I usually don’t agree with Paul Mason on much, but I found a lot to think about in his article. He describes how the “salariat” (basically, the PAYE earning, white collar middle-classes) are generally liberal (again, in the broadest sense of the term) while the working classes are becoming ever more conservative. This makes keeping the Labour Party in one piece extremely difficult, particularly as the current split between the Corbynites and the non-Corbynites within their ranks do not fall so neatly (a lot of working class people dislike Corbyn for his various “unpatriotic” stances; meanwhile, Jeremy has many admirers amongst the salariat). The Tory schism is coming to a head over Europe in the coming year; the split between the free market internationalists and the old school Tory soft-nationalists becoming unavoidable due to a referendum being held that jumps upon that very fault line.
This problem is so much more acute in Britain than it is in continental Europe because of the voting system; First Past the Post demands a two party structure, and it is amazing how it always reverts to this, even when politics in this country has been predicted to become inevitably plural (the 2015 general election in the UK being perhaps the all time best example of this). So if neither of the two big parties can withstand the pressures of the real world and stay in one piece, while the electoral system demands that there be two armies united standing against one another, what happens then?

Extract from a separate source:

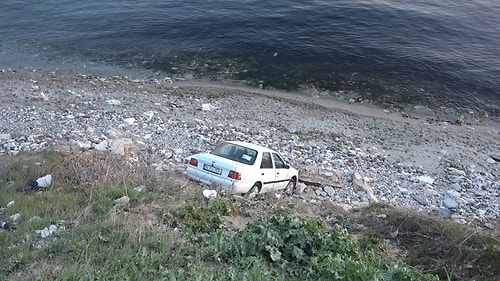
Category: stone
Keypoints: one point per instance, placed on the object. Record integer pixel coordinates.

The first possibility (and the most likely one) is that in the short term the Tories remain relatively united while Labour disintegrates, leading to a long period of Conservative hegemony. What happens in the immediate aftermath of the 2020 general election will be telling in terms of how long this period lasts; if Labour do very badly yet the Left is unwilling to let go of the reigns (as is very likely), then the rest of Labour will be faced with a choice of what to do next. A split is being described at the moment as “impossible”. Yet, in the face of annihilation it is amazing what can suddenly seem not just possible but necessary.
On the other hand, the Tories could find themselves in a commanding position as a result of Corbyn, and yet the right of the party could get a grip on the leadership while the rest of the Tory fold is caught overconfident. Given that Conservative Party members are to the right generally when compared to even the Conservative Parliamentary party, this is far from an unlikely scenario. Could the Tories split then? It’s hard to imagine but, like Mason says, if it comes down to the far-right and the far-left creating a pincer movement in which hanging onto the basic outline of social and liberal democracy in the face of extremism becomes visibly imperilled, who knows what’s possible?